May 8, 2026

Design System Best Practices from 10+ Real Builds

What follows is what we've learned building design systems from scratch and inheriting broken ones. We've worked with TopDecked (digital offering of Magic the Gathering), iOFFICE (a room reservation app), Eptura (Workplace Enterprise Software), and on special projects for educational tech, healthcare tech, and gen AI tech. The wisdom shared here we've earned by working with skilled and fast-moving development teams.


Design Systems That Work, Scale, and Compound Product Value

Great design systems aren't defined by impressive Figma files. Great design systems are consistently used by product teams 6 months after launch.

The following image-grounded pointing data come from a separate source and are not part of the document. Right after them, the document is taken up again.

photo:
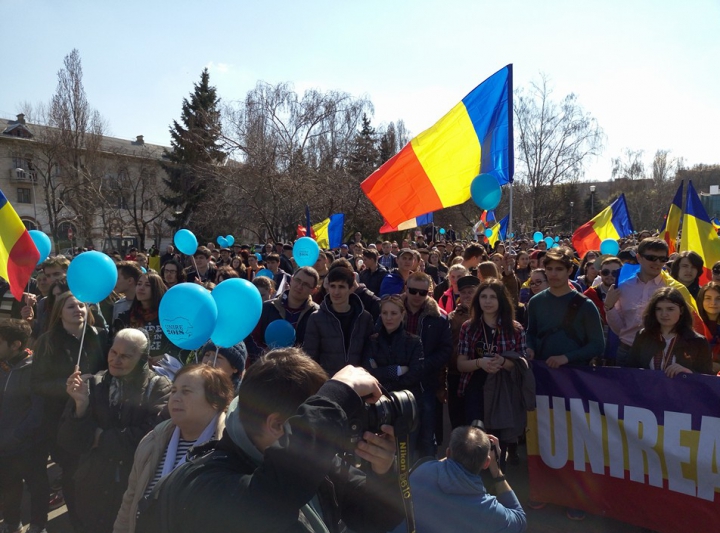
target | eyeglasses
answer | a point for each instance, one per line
(655, 258)
(308, 286)
(414, 292)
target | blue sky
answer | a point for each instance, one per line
(647, 70)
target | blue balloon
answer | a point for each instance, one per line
(265, 273)
(92, 277)
(279, 334)
(239, 306)
(187, 315)
(42, 243)
(486, 191)
(186, 242)
(305, 251)
(609, 246)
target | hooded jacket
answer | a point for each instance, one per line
(21, 410)
(325, 341)
(434, 331)
(447, 497)
(390, 350)
(229, 485)
(273, 310)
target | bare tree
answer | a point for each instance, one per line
(76, 133)
(292, 150)
(554, 140)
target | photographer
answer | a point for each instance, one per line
(449, 495)
(277, 466)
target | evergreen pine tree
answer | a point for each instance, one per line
(195, 150)
(364, 157)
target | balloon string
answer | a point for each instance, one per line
(195, 265)
(82, 339)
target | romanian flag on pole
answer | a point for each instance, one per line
(408, 224)
(699, 234)
(499, 231)
(329, 232)
(435, 169)
(18, 253)
(672, 221)
(613, 222)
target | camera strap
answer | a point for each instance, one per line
(402, 447)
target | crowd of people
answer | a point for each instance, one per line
(152, 438)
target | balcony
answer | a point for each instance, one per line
(20, 175)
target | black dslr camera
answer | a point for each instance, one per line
(398, 409)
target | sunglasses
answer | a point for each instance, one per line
(414, 292)
(655, 258)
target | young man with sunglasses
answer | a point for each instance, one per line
(294, 305)
(624, 305)
(426, 320)
(608, 268)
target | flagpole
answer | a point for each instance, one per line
(509, 231)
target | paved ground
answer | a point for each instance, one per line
(551, 519)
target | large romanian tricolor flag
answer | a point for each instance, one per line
(672, 221)
(18, 253)
(699, 234)
(613, 222)
(435, 169)
(408, 224)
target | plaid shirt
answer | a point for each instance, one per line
(472, 344)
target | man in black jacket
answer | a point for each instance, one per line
(23, 454)
(426, 320)
(374, 272)
(277, 468)
(294, 305)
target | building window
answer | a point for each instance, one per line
(24, 195)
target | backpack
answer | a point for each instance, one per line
(567, 325)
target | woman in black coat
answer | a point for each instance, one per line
(668, 342)
(54, 358)
(395, 357)
(110, 414)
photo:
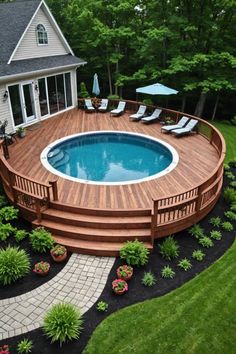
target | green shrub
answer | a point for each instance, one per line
(167, 272)
(230, 195)
(216, 222)
(14, 264)
(230, 215)
(185, 264)
(216, 235)
(198, 255)
(41, 240)
(8, 214)
(135, 253)
(227, 226)
(148, 279)
(102, 306)
(20, 235)
(6, 230)
(196, 231)
(63, 322)
(24, 346)
(206, 242)
(169, 248)
(3, 201)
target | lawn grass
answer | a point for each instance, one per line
(198, 317)
(229, 133)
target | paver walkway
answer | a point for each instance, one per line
(80, 282)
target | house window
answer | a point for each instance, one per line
(42, 36)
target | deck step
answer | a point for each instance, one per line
(97, 221)
(92, 247)
(93, 234)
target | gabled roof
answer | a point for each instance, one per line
(14, 18)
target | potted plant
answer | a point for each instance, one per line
(119, 286)
(41, 268)
(124, 272)
(59, 253)
(20, 132)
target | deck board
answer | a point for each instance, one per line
(197, 159)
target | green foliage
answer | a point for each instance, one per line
(135, 253)
(230, 195)
(198, 255)
(24, 346)
(216, 235)
(20, 235)
(227, 226)
(8, 213)
(102, 306)
(206, 242)
(216, 222)
(148, 279)
(63, 322)
(6, 230)
(41, 240)
(83, 90)
(169, 248)
(230, 215)
(185, 264)
(14, 264)
(167, 272)
(196, 231)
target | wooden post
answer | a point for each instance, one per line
(54, 189)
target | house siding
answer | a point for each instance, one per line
(29, 48)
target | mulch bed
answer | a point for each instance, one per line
(138, 292)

We've seen beautifully crafted systems sit untouched by development because they were built in isolation; the design team's masterpiece that engineering can't understand and won't adopt.

We've also seen scrappy, imperfect systems become the connective tissue of entire organizations because the contribution model made sense and documentation was explicit on edge cases.

We've concluded beautiful AND useful design systems get these 4 things right:

  • Naming conventions.
  • Documentation.
  • Contribution models.
  • Governance.

1. Design System Naming Conventions (Hard to Fix "Later")

If you get naming wrong, you might pay for it forever.

Design system naming conventions are one of those decisions that may feel inconsequential at the start but become enormously impactful at scale. By the time you have 300 components and four product teams working in parallel, a loose or inconsistent naming schema creates consistent pain points: Tokens that don't map to code, component names don't match what engineers call them, and variants are duplicated because the original wasn't recognized.

The principle we keep coming back to: names should describe what a thing is, not what it looks like.

color/brand/primary ages well. color/purple-600 doesn't. Not once the brand refreshes. Not once you're theming for a white-label client.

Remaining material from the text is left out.